Nirmala Sitharaman explains why she speaks Hindi with ‘sankoch’, recalls college time in Tamil Nadu
Finance minister Nirmala Sitharaman delivered a speech in Hindi on Thursday at an event organised by the Hindi Vivek Magazine and said addressing an audience in Hindi gives her ‘shivers’. “I speak Hindi with a lot of ‘sankoch’,” she said adding that it is difficult for a person to learn a new language after adulthood. She said she picked up Telugu, his husband’s mother tongue, but not Hindi. However, she continued her Hindi speech for 35 minutes in which she criticised the 1991 economic reforms and called them ‘aadhe-adhure’.
On Hindi, she recollected the situation o Tamil Nadu at the time when she attended college. There were violent protests against Hindi in the state, she said. Students opting for either Hindi or Sanskrit as the second language were not considered eligible for scholarships by the state government, even if they were toppers, she said.
This came a day after the celebration of Hindi Diwas to which Tamil Nadu chief minister M Stalin opposed and said the Centre should celebrate Indian Languages Day instead of Hindi Diwas. India is known for its integrity and there must not be any efforts aimed at dividing the country in the name of ‘Hindia’, Stalin said.

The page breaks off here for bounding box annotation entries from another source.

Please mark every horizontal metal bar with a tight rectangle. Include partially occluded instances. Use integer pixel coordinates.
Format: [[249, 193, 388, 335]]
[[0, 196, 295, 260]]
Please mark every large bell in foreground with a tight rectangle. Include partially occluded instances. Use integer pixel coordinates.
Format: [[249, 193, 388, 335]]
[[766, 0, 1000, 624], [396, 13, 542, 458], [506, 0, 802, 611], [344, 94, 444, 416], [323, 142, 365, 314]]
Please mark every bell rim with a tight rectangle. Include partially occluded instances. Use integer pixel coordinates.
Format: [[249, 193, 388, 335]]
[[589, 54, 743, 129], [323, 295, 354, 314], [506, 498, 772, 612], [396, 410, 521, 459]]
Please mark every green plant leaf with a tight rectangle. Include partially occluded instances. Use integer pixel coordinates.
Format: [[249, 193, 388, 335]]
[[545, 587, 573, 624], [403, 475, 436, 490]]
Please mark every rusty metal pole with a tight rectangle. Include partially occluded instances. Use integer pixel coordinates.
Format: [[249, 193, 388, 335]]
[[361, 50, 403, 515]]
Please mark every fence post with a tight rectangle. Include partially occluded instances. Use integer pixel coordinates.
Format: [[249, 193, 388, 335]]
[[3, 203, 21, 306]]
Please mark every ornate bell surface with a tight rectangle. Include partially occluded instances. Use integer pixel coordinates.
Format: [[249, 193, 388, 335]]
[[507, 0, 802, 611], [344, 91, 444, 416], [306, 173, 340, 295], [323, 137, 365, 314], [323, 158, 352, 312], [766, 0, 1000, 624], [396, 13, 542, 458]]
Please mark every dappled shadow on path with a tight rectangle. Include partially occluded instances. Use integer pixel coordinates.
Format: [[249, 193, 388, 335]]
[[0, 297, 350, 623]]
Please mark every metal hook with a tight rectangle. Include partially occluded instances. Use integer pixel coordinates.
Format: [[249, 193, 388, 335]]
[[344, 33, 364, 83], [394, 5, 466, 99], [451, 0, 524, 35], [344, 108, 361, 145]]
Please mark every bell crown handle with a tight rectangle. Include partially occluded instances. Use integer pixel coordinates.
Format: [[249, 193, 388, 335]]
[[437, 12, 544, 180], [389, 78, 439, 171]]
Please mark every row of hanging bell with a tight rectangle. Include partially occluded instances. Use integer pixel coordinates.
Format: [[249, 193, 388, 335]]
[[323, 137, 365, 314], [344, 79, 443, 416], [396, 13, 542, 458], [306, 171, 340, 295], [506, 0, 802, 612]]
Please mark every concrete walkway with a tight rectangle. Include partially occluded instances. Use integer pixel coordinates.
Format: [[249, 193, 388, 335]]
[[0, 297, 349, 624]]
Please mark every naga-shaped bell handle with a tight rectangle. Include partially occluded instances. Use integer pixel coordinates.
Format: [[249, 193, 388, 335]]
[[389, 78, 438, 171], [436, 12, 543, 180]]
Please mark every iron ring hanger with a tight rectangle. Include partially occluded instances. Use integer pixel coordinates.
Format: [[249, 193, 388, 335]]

In her Hindi speech, Nirmala Sitharaman talked about economy as she claimed that no progress happened until Atal Bihari Vajpayee became the prime minister. Ten more years were lost after the corrupt UPA government came to power, where the focus was making personal gains and the country’s interests were left behind, the finance minister said adding how Modi initiated fundamental, path-breaking reforms like direct benefit transfer scheme.